For all of these reasons, I took the plunge and started writing my own curriculum. But that introduced all new struggles. It was easier to look at an idea in a book and see it as catalytic than it was to manipulate it into my own lessons. And I didn’t realize that I was starting to become proud about my curriculum-writing abilities. I was the best lesson writer of anyone, anywhere, and no one could tell me differently.
Then one day my volunteers told me it wasn’t so good. That was hard to hear. Looking back, I now understand it wasn’t because I wasn’t capable of writing great stuff. I was just too busy to do it well. Writing a solid, easy-to-use Bible study that a volunteer of any experience level can use takes a huge amount of work and time. I wanted to spend my time building relationships with students, teaching my leaders to disciple teens and figuring out how to reach this generation for Christ. I didn’t want to spend hours crafting small group curriculum. So I didn’t, and it showed.

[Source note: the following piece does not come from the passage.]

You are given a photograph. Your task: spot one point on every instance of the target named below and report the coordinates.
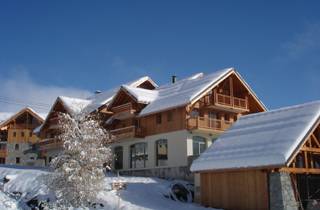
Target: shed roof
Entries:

This forced me, once again, to go looking for something that could work in my context. By this time, I could download sheets and change a few words or ideas and hand my team something that bordered on amazing. Some organizations had even started making video curriculum, so on the days I didn’t feel particularly wise, someone else was. And here’s the icing on the cake: The Internet was more accessible, so I could find websites full of ideas, games and discussion starters.
In just the last 10 years, the landscape has changed once again for Bible study curriculum. I don’t have to buy a book if I don’t want to, and if I want a video illustration, I can check out YouTube. I can pick and choose what I like from a multitude of different companies, large and small. I can find lessons and ideas from at least nine places I can think of off the top of my head.
Here is the irony: I keep meeting youth pastors who insist on writing their own curriculum. Some youth workers have the energy and time to do this, but nine times out of 10, they don’t actually enjoy it. Instead I hear, “There is nothing out there, so I have to write my own.” My other favorite line is, “These companies use professional writers who never actually interact with students.” That’s just not true. I know many of these people personally. While they may not all lead youth ministries anymore, each stays connected to the student world in huge ways. They lead small groups, talk to parents and have youth pastors in their offices multiple times a week. More importantly, many of them employ in-the-trenches youth workers as their writers.
There was a time when the boxed set didn’t work. And not every curriculum has everything you need. But the amount of depth and variety out there is astounding compared to when I first started. The youth ministry curriculum landscape has changed completely. It might be helpful to find other youth pastors in a similar context and ask them what they like. You will probably need to rewrite something here or there. Most curriculum providers actually expect that and provide digital resources to make it easier.
So STOP. Ask yourself, Why am I writing my own curriculum?
If your answer is anything less than, I feel called and passionate about it! then STOP living like you are stuck in rural New Hampshire in 1994. Wouldn’t you rather invest your limited time into the lives of students instead of sitting in front of a computer?